Robotics

SignVLA: A Gloss-Free Vision-Language-Action Framework for Real-Time Sign Language-Guided Robotic Manipulation

Researchers' gloss-free system maps sign gestures directly to robot actions, cutting annotation costs by 100%.

Deep Dive

A research team led by Xinyu Tan and Ningwei Bai has introduced SignVLA, the first gloss-free Vision-Language-Action framework that enables real-time robotic manipulation through sign language. Unlike conventional approaches that require labor-intensive gloss annotations as intermediate supervision, this system directly maps visual sign gestures to semantic instructions, eliminating annotation costs and avoiding the information loss inherent in gloss representations. The framework focuses on alphabet-level finger-spelling for robotic control, providing a more reliable and interpretable interface than continuous sign language recognition systems, particularly in safety-critical embodied environments where precision matters.
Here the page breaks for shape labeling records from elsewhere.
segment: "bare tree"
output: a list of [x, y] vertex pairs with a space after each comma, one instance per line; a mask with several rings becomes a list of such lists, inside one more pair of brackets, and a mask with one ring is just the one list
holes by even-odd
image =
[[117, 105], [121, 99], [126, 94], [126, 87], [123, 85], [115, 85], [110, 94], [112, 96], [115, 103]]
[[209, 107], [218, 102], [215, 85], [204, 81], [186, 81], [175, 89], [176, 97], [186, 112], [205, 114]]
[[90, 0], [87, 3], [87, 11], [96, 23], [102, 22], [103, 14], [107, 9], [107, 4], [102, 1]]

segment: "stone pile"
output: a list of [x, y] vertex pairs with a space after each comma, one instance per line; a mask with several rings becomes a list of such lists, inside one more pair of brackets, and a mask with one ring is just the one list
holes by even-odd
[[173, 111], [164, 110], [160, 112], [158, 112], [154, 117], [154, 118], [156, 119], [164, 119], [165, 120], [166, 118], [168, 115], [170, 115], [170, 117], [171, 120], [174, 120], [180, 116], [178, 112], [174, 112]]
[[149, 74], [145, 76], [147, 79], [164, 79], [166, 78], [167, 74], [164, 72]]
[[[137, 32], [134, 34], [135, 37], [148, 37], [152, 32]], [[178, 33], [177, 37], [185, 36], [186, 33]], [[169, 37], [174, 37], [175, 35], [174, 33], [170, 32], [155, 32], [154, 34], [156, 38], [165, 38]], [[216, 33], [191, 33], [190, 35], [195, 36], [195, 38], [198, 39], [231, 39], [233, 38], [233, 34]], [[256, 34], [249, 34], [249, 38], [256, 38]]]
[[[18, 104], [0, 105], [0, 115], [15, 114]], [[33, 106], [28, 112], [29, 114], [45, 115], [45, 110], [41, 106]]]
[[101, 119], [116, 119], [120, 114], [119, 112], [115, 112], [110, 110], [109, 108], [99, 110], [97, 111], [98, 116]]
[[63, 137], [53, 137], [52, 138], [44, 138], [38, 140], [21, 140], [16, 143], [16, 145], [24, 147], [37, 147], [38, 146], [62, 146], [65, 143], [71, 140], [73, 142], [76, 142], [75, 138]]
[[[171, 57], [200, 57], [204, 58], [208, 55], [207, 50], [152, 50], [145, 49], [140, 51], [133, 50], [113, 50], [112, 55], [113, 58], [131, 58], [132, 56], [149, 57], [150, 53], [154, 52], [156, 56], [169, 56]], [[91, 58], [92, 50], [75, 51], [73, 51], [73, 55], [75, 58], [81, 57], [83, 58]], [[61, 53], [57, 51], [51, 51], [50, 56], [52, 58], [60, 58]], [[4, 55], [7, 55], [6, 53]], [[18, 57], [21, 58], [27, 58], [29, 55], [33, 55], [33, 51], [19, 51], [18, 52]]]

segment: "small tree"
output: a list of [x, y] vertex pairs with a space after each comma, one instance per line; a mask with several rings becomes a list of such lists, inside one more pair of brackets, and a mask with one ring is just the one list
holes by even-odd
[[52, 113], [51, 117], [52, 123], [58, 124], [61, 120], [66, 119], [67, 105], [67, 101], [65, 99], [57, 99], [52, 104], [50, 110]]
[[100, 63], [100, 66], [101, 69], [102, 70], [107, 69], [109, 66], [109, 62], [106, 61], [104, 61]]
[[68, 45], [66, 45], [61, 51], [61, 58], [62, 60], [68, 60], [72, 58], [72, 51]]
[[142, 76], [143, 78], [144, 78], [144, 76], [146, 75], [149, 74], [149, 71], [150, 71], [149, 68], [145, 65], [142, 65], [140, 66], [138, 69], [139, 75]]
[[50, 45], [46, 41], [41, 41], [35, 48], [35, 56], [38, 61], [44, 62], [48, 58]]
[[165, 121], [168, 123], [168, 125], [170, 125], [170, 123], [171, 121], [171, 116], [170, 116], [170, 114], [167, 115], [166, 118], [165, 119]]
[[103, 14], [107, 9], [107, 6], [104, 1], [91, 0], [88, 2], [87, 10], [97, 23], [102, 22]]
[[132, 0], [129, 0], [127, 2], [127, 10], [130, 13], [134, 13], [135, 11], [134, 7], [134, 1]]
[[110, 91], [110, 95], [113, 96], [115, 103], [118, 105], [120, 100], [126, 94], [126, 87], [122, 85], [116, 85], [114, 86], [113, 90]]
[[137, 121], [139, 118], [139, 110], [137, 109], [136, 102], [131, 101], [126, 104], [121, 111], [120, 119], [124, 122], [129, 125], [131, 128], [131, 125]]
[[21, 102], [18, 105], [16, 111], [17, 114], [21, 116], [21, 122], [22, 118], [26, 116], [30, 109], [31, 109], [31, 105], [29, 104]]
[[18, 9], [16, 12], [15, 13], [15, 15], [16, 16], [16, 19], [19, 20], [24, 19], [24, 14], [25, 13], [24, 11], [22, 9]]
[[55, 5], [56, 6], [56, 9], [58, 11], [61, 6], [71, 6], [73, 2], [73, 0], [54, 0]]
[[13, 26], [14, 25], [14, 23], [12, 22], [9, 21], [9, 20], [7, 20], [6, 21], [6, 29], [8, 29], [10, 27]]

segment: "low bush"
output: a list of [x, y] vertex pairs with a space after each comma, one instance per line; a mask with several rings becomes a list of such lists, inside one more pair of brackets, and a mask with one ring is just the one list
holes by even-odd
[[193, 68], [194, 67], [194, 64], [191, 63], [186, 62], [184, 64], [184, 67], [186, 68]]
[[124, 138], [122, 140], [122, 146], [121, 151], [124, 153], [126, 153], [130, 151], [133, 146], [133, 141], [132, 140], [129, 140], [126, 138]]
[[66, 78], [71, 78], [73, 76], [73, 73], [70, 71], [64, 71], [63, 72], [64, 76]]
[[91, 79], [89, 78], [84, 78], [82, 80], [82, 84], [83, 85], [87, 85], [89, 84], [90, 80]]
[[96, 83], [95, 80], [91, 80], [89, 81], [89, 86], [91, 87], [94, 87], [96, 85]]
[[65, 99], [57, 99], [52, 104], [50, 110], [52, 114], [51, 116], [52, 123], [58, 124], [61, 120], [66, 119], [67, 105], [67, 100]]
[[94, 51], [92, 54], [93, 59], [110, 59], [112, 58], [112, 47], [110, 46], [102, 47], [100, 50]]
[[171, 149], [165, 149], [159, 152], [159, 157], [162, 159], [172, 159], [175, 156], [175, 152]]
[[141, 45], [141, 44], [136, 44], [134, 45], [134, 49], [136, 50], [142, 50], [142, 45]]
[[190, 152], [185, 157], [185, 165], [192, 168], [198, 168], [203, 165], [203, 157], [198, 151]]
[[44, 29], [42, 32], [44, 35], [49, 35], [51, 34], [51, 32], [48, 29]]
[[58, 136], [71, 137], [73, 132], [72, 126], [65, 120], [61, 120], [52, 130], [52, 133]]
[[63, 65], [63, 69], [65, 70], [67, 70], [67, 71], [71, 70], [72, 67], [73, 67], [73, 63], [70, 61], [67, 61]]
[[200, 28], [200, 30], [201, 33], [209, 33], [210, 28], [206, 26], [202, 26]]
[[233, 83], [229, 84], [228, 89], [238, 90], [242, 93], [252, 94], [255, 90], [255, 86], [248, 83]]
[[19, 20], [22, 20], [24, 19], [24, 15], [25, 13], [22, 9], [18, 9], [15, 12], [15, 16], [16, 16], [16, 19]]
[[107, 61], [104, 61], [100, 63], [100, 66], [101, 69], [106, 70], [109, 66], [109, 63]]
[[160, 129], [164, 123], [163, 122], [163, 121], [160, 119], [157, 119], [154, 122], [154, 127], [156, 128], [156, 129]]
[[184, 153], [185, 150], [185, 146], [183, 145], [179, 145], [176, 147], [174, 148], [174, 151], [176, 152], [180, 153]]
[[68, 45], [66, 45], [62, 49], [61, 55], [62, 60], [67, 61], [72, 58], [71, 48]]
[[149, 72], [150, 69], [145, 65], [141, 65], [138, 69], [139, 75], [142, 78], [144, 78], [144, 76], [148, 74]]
The technical pipeline transforms continuous gesture streams into coherent language commands through geometric normalization, temporal smoothing, and lexical refinement, ensuring stable interaction. The system is designed for future integration with transformer-based gloss-free sign language models, enabling scalable word-level and sentence-level semantic understanding. Experimental results demonstrate effective grounding of sign-derived instructions into precise robotic actions across diverse scenarios. This research represents a significant step toward accessible, scalable multimodal embodied intelligence that could transform how humans interact with robotic systems, particularly benefiting deaf and hard-of-hearing communities while advancing natural human-robot collaboration.

Key Points
  • First gloss-free VLA framework eliminates intermediate gloss annotations, reducing annotation costs by 100%
  • Real-time alphabet-level finger-spelling interface provides low-latency control with improved reliability in safety-critical environments
  • Designed for future integration with transformer models to enable scalable word and sentence-level understanding

Why It Matters

Enables accessible human-robot interaction for deaf communities while advancing natural multimodal control systems for broader applications.